Just because it can be done with a stream does not mean that is the better solution.


Collector associativeness

One of the properties of a Collector is that it is supposed to be associative.

The associativity constraint says that splitting the computation must produce an equivalent result.

Your collector is not associative. Consider your implementation:

    return Collector.of(
            HashMap::new,
            (map, t) -> map.put(Long.valueOf(map.size() + 1), t),
            (left, right) -> {
                final long size = left.size();
                right.forEach((k, v) -> left.put(k + size, v));
                return left;
            },
            Collector.Characteristics.CONCURRENT
    );

If your collector is used on a concurrent stream, there is no way for you to determine the order of the combination function calls:

            (left, right) -> {
                final long size = left.size();
                right.forEach((k, v) -> left.put(k + size, v));
                return left;
            },

For example, suppose your stream is split in two, and the two parts are accumulated in two maps mapA and mapB. Your collector should produce the same results regardless of whether left == mapA && right == mapB or whether left == mapB && right == mapA.

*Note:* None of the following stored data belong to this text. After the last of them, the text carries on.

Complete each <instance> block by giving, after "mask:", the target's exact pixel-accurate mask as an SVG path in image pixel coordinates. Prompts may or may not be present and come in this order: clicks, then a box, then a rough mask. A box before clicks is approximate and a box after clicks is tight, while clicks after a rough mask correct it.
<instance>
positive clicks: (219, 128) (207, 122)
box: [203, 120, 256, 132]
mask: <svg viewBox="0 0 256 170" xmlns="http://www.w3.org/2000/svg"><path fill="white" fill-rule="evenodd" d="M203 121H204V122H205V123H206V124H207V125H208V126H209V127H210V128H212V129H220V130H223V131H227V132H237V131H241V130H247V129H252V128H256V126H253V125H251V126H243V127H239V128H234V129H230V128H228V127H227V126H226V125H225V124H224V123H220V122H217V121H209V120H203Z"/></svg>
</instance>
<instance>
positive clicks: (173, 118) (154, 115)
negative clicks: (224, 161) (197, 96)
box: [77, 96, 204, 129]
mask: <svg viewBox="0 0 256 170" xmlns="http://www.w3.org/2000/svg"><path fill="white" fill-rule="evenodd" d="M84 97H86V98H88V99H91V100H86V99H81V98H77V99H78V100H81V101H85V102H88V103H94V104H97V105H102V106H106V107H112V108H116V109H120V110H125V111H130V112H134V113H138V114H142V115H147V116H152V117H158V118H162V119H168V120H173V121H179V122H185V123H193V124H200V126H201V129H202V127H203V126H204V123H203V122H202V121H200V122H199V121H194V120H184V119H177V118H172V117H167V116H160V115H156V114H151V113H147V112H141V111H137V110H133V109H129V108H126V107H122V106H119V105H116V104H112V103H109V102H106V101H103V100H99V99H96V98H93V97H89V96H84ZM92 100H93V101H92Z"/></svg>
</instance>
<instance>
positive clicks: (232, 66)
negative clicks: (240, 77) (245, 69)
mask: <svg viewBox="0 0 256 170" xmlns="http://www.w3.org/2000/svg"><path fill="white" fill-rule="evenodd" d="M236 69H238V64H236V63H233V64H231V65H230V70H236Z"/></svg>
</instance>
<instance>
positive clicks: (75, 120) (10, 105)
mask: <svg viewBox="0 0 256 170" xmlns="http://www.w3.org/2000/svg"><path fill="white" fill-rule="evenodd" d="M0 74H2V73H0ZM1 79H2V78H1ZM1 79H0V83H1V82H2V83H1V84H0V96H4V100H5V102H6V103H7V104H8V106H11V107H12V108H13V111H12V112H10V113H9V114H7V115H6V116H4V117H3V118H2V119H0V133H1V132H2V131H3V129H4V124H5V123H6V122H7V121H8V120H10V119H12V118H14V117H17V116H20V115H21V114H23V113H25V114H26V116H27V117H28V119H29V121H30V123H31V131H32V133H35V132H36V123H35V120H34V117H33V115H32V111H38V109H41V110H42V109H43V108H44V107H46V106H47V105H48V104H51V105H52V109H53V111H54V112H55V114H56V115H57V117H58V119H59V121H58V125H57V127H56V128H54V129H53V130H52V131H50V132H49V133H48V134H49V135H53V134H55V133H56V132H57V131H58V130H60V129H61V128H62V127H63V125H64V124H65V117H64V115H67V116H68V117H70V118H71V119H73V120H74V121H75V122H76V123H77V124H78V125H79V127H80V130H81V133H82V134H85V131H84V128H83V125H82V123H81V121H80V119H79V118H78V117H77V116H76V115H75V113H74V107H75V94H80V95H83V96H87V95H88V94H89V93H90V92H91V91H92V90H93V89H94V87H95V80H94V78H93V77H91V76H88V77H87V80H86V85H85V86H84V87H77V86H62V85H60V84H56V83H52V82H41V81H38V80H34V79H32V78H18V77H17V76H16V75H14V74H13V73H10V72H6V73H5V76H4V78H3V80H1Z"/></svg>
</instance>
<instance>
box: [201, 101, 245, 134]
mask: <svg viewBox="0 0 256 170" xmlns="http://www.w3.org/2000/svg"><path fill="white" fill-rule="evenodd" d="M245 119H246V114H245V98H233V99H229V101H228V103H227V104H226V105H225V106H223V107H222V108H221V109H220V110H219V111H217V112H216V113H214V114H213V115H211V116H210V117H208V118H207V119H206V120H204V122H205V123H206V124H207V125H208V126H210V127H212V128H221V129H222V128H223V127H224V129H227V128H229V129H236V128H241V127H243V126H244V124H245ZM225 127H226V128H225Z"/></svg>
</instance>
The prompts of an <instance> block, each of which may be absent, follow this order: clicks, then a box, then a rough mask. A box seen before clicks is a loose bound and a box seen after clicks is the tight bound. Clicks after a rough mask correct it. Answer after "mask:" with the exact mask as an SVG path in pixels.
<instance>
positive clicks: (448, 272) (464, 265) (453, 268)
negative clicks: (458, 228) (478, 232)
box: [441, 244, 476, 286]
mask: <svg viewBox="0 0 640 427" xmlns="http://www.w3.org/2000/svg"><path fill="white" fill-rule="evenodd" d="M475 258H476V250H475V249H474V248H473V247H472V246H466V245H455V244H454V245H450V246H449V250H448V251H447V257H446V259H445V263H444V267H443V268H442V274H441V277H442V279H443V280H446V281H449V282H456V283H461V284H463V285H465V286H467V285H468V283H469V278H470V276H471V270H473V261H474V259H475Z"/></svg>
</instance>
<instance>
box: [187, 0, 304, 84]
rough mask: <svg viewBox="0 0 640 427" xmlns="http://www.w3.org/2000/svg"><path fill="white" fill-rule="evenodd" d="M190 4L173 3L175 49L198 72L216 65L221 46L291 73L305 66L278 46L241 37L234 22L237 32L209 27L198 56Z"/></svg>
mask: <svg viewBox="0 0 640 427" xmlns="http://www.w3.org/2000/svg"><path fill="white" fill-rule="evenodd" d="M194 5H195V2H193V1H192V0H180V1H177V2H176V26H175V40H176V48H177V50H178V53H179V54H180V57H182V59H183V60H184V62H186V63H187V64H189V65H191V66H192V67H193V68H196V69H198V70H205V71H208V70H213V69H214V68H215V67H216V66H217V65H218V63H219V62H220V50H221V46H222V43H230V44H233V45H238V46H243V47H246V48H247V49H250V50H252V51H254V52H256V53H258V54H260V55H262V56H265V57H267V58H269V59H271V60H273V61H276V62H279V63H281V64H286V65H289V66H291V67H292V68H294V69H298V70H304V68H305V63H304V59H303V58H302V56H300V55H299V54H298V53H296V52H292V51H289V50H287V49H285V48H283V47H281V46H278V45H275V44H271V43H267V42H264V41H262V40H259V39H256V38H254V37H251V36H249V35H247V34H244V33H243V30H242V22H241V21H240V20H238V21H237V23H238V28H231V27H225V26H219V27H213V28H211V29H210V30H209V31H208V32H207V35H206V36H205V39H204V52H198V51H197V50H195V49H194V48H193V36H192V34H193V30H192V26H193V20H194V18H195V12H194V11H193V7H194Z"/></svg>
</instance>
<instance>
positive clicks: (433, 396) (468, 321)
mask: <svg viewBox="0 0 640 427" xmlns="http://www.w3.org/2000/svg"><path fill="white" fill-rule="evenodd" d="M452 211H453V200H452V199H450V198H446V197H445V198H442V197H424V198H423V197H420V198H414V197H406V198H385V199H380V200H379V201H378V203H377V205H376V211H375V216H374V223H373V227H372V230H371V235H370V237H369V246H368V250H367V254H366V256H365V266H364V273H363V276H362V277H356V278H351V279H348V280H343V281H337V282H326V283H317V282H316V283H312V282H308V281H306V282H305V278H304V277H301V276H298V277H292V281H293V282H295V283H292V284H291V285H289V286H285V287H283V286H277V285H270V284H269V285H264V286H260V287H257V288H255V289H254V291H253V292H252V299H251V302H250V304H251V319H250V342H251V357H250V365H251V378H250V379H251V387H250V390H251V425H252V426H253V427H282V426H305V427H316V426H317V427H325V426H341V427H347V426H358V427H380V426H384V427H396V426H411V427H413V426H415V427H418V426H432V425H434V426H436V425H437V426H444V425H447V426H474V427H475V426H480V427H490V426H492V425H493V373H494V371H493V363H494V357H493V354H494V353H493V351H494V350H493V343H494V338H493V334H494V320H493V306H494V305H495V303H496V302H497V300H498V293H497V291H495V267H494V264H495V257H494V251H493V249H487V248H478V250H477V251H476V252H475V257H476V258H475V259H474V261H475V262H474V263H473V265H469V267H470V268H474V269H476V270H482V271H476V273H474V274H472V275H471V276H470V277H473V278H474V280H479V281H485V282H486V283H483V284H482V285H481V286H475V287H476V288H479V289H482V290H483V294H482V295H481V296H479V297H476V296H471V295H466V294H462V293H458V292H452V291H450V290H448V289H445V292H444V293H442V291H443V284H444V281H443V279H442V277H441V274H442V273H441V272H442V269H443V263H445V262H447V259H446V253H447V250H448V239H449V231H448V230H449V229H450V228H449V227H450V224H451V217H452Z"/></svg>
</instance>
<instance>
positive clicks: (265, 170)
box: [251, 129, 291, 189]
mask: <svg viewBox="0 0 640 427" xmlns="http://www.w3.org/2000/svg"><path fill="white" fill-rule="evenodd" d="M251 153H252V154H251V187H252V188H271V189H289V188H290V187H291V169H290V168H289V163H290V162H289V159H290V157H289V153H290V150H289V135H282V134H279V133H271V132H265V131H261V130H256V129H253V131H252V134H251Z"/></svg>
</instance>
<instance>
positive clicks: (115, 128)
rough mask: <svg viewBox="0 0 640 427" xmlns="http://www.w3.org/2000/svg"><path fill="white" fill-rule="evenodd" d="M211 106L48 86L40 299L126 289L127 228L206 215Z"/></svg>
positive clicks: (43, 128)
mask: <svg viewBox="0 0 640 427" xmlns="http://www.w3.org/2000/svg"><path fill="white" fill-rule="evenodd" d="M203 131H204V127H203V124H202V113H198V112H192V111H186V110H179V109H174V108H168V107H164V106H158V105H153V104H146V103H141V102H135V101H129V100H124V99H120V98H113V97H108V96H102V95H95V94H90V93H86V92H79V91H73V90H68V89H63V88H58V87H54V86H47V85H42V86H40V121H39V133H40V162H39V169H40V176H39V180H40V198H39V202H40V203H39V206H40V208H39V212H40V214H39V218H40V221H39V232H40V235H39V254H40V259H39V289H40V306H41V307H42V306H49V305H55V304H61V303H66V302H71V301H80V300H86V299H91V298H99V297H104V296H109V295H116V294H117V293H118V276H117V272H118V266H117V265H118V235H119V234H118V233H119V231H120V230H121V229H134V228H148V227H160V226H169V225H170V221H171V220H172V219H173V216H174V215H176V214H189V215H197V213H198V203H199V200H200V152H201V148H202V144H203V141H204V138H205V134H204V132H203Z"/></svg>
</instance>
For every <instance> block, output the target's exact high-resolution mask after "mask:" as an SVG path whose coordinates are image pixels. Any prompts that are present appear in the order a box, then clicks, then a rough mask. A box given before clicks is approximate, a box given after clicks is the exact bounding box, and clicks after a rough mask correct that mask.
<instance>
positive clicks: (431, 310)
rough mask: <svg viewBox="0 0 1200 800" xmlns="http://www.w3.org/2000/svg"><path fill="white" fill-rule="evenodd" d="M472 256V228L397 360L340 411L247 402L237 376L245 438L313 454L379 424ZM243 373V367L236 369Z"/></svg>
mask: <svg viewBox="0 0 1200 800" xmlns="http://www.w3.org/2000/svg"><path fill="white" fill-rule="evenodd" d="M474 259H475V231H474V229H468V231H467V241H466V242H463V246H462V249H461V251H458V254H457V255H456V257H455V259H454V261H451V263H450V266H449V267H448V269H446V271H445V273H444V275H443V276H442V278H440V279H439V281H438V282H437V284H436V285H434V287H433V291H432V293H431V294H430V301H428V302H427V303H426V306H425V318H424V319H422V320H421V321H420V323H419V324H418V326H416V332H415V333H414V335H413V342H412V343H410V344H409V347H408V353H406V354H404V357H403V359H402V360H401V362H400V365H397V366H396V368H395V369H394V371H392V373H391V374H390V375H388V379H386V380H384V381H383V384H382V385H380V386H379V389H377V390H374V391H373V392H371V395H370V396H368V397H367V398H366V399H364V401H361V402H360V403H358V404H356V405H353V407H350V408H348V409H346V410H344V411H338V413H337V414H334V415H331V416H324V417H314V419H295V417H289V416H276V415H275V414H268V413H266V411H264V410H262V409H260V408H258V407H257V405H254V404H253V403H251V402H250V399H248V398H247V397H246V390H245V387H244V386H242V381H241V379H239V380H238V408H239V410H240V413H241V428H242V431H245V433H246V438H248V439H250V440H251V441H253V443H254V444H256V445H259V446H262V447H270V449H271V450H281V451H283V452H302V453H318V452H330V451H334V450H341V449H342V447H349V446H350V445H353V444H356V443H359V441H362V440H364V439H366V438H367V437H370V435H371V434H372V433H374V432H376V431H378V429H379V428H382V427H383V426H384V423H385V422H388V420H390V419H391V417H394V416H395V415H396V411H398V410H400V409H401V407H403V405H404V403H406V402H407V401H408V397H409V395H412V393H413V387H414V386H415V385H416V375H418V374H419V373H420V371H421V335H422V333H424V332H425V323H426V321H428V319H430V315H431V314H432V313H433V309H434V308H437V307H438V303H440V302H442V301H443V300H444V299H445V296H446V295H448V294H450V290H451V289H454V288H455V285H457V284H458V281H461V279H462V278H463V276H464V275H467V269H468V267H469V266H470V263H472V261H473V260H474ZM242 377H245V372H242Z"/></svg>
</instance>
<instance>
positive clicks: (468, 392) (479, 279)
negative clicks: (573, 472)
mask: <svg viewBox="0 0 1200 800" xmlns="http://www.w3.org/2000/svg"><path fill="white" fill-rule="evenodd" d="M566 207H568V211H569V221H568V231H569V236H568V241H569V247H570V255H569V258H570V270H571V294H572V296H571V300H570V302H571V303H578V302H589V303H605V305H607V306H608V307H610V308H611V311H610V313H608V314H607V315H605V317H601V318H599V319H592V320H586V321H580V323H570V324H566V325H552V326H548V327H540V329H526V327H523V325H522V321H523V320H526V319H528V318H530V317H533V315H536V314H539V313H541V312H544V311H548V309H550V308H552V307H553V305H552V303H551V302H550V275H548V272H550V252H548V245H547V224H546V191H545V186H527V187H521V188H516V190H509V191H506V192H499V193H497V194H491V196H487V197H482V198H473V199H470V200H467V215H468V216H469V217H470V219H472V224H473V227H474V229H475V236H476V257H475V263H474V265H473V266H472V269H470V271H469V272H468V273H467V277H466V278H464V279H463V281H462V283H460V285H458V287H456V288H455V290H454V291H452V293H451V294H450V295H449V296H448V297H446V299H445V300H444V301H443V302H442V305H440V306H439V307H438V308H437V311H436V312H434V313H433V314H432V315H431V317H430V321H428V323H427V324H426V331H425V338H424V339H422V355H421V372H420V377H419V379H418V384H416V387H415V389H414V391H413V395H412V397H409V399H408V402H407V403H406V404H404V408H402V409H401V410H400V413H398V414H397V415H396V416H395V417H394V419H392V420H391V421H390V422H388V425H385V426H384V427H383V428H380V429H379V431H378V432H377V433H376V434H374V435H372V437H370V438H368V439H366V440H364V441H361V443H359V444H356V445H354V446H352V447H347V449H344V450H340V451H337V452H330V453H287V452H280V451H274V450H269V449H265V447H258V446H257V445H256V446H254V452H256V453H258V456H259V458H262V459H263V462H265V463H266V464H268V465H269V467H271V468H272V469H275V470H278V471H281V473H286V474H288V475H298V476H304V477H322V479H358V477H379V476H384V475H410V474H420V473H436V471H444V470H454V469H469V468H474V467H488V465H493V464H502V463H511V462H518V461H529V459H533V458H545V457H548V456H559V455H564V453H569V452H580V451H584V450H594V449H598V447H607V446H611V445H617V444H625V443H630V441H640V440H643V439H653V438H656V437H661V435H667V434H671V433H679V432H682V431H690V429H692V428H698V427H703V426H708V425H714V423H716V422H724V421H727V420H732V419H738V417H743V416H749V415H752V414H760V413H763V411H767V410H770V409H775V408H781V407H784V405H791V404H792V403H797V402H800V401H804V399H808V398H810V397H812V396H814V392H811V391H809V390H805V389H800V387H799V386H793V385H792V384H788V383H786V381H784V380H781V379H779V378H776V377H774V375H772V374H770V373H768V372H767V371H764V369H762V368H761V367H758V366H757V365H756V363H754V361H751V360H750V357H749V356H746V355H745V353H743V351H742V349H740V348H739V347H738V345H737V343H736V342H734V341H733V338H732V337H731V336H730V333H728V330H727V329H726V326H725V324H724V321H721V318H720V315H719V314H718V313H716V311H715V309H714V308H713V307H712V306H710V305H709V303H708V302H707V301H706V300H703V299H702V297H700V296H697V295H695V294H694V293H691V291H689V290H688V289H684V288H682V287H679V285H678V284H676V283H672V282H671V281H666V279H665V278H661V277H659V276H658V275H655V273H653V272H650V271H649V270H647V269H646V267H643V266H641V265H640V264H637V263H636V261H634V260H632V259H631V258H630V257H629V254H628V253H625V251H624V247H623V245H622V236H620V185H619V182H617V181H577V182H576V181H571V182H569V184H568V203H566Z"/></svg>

Your streams will produce non-deterministic values for your inputs because your Collector is non-deterministic.

I am not certain how I would solve this problem.... there has to be a way to 'tag' the data at the beginning of the stream such that it is labelled with a 'key' sooner.... instead of arbitrarily, and non-deterministically assigning one later.

Conclusion

I believe the code produces results that are 'correct' for the context of the way you use it, but the results are non-deterministic, and thus are going to be a problem in the future when things go wrong.

You need to do something to fix the non-determinisim earlier in the stream:

Map<Long, VertexData> vdMapping = primitives.stream()
        .flatMap(primitive -> primitive.getVertexData().stream())
        .distinct()
        .collect(CustomCollectors.indexing());
vdMapping.forEach((k, v) -> System.out.println("k = " + k + " / v = " + v));

I believe the only decent solution would be to do something like guarantee sequential processing until the data leaves the distinct() phase, and then add a map phase at that point which numbers the VertexData that exits at that point.